«El silencio es la actividad profunda, del amor que escucha». Pablo Vl
Cuenta la Biblia que hubo una época en la cual la Palabra del Señor era «rara» en Israel y no abundaban las revelaciones de Dios. Parecía que Dios hubiera callado. En esa época de silencio de Dios, un niño dormía en el santuario mientras ardía aún la lámpara del Señor. Y en medio de la noche y del silencio hubo un grito, una palabra: «¡Samuel!». El niño no conocía al Señor y creía que lo llamaba el sacerdote del santuario; por eso, fue presuroso al lugar donde éste descansaba. «He venido porque me has llamado» le dijo el niño, pero el sacerdote asombrado le replicó que no era él quien le llamaba.
Siguió la noche y siguieron los llamados y, después de cada llamado, el muchacho se presentaba ante el sacerdote: «He venido porque me has llamado». Al fin, el sacerdote comprendió lo que sucedía en aquella extraña noche de llamados y dijo al niño que era el Señor quien lo buscaba. Avanzada la noche la voz volvió a llamar: «¡Samuel!» y el niño respondió: «¡Habla, Señor, que tu siervo escucha!».

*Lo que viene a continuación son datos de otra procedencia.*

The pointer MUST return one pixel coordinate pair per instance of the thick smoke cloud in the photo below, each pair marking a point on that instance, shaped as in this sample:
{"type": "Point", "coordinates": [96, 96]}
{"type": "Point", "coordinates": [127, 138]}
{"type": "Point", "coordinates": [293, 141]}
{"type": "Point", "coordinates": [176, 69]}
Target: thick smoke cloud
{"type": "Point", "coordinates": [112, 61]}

Una historia de silencios y llamados. Una historia de una noche en la que sólo un niño escuchaba el llamar de Dios. Todos creían que Dios callaba; pero más bien lo que sucedía era que nadie lo escuchaba. Tal vez durante meses o años, Dios gritaba nombres en las casas y en los santuarios, nombres que se perdían ahogados por los gritos, por el bullicio, por el egoísmo de los corazones. Tal vez durante mucho tiempo buscó a alguien que deseara escucharlo, a alguien que todavía quisiera confiar en su palabra, a alguien que aún se dejara llamar por el nombre. Y de tanto buscar, una noche encontró a un niño.
Sólo él en silencio, sólo él con los oídos nuevos para escuchar la voz de Dios, sólo él con el alma disponible para dejarse encontrar, sólo él preparado para oír su nombre en los labios de Dios. «¡Samuel!» gritó Dios en el silencio del santuario. «¡Habla, Señor, que tu siervo escucha!», respondió el niño abriendo sus oídos y su corazón. Nuestro Dios es un Dios que quiere revelarse, un Dios que desea comunicarse, un Dios que siempre está llamando; pero, ¿le escuchamos? Para encontrar a Dios es necesario escuchar y para escuchar es necesario hacer silencio. No es que Dios no esté presente, no es que Dios ya no pronuncie nombres, no es que Dios no nos busque. Lo que sucede es que hemos perdido al niño que era capaz de escuchar y nos hemos llenado de ruido y el ruido no nos deja oír. La voz de Dios sólo se oye en el silencio, sólo un corazón en silencio es capaz de escuchar.